# transport from UK



## jaynie100 (Mar 28, 2010)

Hi Just wondering about bringing some things from UK about 3cbmt.
My friend used one SNIP/and had so many problems with them and then besides being charged for more things then she bought over but they were very rude. She had to wait for ages for them to bring it to her after they had picked it up and no receipt so she couldn't claim it back from her company who was prepared to pay for it!!!
Does anyone know anyone else who does the job properly with receipts?


----------



## Costas_GB_and_GR (Oct 24, 2008)

wh don't you try Kostas or Patty?

K & A International Transport - Greek Haulage

The Old Airfield
Moreton Valence
Gloucester
GL2 7NG

Tel: 0870 060 0162 - UK calls
Tel: + 44 (0)1453 545577 - International calls
Fax: + 44 (0)1453 544 888

Kostas Karapetsas - export operations
Mob: 0788 920 8952

Patricia Vania Karapetsas - import operations
Mob: 0771 014 0773

E: [email protected]

there is a website - tell them Costas from Atens / Kefalonia / Leeds sent you.

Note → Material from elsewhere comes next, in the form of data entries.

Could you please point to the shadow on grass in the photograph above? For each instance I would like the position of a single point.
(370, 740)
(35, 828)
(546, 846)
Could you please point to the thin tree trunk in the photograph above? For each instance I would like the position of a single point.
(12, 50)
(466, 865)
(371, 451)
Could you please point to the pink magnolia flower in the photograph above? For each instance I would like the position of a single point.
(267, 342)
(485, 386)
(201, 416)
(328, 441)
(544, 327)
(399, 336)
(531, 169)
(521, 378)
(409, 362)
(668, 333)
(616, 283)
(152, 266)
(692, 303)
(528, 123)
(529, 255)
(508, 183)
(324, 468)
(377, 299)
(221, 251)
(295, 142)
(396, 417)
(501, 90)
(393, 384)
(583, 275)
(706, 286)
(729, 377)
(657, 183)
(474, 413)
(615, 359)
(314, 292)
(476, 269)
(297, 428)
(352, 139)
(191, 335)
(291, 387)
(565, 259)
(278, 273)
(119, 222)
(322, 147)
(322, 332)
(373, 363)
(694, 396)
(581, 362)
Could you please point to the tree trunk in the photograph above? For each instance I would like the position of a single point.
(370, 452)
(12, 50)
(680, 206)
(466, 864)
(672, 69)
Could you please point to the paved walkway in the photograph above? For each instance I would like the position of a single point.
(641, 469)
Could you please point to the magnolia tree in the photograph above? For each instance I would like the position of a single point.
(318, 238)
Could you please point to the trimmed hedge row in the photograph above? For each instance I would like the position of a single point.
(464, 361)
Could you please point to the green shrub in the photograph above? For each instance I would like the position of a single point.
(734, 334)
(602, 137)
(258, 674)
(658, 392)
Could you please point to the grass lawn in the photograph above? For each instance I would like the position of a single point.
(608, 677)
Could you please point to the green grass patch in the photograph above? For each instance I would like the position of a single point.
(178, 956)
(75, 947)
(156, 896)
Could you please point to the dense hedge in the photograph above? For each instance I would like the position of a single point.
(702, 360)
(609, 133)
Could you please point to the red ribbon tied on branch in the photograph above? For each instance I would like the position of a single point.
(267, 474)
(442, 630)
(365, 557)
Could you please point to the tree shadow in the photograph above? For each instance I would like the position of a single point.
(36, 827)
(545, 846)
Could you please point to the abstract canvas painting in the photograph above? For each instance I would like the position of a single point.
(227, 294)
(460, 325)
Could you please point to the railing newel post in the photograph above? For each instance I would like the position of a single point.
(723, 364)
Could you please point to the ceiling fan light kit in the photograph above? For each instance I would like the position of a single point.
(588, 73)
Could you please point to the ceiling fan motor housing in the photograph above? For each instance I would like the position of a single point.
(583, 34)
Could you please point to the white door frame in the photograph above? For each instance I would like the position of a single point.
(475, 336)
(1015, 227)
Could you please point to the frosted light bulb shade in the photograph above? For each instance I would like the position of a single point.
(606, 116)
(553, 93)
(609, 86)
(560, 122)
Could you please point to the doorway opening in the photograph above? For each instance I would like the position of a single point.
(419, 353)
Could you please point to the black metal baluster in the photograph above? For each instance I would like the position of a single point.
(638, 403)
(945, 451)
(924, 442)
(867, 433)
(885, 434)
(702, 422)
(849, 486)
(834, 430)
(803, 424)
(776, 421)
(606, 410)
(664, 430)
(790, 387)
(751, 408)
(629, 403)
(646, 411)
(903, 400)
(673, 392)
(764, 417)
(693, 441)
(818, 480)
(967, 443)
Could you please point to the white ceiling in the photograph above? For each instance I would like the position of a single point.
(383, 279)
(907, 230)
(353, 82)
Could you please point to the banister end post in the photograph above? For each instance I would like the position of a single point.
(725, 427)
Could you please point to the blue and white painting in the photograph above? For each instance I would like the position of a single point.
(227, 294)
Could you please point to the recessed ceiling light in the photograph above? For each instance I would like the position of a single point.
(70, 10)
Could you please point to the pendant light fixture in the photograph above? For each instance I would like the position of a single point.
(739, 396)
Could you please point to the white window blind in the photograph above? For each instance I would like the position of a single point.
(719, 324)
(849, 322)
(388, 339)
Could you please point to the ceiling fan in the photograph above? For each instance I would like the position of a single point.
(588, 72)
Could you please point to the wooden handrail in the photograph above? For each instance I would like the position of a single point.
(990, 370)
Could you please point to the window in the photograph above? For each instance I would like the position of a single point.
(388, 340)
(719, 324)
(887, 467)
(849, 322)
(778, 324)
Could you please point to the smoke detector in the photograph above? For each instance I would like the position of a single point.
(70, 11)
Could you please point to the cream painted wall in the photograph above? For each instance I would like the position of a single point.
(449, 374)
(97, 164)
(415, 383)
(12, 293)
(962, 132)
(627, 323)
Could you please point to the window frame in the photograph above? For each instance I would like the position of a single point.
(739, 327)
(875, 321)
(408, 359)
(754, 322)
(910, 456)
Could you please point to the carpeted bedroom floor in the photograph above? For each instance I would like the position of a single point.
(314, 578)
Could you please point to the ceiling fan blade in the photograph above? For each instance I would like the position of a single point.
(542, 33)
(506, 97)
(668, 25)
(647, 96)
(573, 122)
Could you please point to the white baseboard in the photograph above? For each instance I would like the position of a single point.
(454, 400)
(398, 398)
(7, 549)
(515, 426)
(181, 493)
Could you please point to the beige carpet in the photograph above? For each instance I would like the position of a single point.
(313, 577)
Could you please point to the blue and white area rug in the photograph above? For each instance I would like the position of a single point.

Tell them exactly what you need and I am sure they will help you.


----------



## jaynie100 (Mar 28, 2010)

*121 transport*



Costas_GB_and_GR said:


> wh don't you try Kostas or Patty?
> 
> K & A International Transport - Greek Haulage
> 
> ...


thats great thanks I will try them an not go with 121 mind i did hear I think it is dgh are ok that are in the paper! Dont know any of my friends who has used them though


----------



## jaynie100 (Mar 28, 2010)

thanks I will try them but i heard I think it is dgh are ok but i for sure wont go with 121!


----------